Попробуйте в этих условиях доказать, что именно свобода приводит нас к единению и вернет утраченные силы и достоинство государства. Сущностная проблема русского человека во все времена: он ставит знак равенства между не сочетаемыми понятиями свободы и воли. Это наше историческое наследие со времен крепостного права. Потому что воля — не что иное, как свобода, не окантованная законом. И Емельян Пугачев, и Степан Разин, и Иван Болотников, другие крестьянские бунтари-разбойники — воплощение обретенной воли, управлять которой по законам толпы неминуемо будет свой «Гапон», а лучше атаман-предводитель. Неслучайно, что большевистская революция превратила их разбойников в народных героев, давая понять, что смута, войны и моря крови, которые они сотворили, пусть очень далекое, но предшествие октября 1917 года. Не восстание декабристов, восстание во имя свободы, во имя демократических норм, не свойственных монархии, а «русский бунт, бессмысленный и беспощадный» Емельяна Пугачева.
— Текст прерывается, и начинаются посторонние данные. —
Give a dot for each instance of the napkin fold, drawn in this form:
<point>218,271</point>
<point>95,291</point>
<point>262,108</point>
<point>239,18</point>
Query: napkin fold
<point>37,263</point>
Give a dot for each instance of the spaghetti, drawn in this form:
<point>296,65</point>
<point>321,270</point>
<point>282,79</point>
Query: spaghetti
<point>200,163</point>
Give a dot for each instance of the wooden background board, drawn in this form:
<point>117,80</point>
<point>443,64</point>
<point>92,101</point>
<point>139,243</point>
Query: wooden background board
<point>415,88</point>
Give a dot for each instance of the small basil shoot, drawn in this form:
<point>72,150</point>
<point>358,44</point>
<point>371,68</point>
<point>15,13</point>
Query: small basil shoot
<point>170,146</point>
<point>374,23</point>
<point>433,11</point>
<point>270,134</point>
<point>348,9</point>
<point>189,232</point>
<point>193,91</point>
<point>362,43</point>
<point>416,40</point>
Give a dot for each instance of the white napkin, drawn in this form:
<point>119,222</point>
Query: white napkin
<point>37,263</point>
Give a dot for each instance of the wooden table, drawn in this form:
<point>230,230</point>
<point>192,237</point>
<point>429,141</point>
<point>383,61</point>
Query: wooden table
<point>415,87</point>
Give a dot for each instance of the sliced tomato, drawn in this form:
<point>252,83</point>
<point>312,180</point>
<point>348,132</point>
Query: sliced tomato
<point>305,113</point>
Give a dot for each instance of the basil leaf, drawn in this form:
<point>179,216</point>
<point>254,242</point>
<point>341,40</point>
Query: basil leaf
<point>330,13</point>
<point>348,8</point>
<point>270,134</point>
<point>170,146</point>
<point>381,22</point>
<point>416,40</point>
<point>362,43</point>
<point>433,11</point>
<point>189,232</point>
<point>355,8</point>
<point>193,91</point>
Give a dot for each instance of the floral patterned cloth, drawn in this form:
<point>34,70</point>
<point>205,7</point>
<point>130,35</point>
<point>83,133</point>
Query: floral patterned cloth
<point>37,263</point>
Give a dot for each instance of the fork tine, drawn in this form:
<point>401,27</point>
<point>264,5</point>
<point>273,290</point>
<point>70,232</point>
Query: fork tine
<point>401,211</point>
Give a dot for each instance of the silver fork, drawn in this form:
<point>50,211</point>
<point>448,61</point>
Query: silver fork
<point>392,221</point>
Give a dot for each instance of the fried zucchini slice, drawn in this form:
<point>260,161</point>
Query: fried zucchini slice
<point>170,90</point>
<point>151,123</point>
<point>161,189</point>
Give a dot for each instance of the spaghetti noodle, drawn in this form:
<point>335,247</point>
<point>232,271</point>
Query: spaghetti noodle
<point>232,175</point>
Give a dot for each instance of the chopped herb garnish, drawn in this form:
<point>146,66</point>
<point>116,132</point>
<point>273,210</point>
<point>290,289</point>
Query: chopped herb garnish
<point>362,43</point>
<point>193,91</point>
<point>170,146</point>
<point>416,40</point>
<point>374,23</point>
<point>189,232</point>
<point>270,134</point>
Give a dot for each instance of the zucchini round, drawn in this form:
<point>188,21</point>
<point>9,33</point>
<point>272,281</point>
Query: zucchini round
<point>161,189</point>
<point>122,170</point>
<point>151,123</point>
Революция не опиралась на интеллигенцию, а противостояла ей. Вы не улавливаете схожесть между 1917 и 1990 годом? Реформы не опирались на интеллигенцию, а противостояли ей. При этом люди, заправляющие реформами, выделяли себя в особую социальную структуру — менеджеры. Они не числили себя интеллигенцией, так было удобнее с ней расправляться. И мнение Егора Гайдара и его окружения об интеллигенции очень схоже с мнением Владимира Ильича Ленина: «На деле это — не мозг, а говно. К интеллигенции я большой симпатии не питаю. Наш лозунг «ликвидировать неграмотность» отнюдь не следует толковать как стремление к нарождению новой интеллигенции. «Ликвидировать безграмотность» следует лишь для того, чтобы каждый крестьянин, каждый рабочий мог самостоятельно, без чужой помощи, читать наши декреты, приказы, воззвания. Цель — вполне практическая. Только и всего».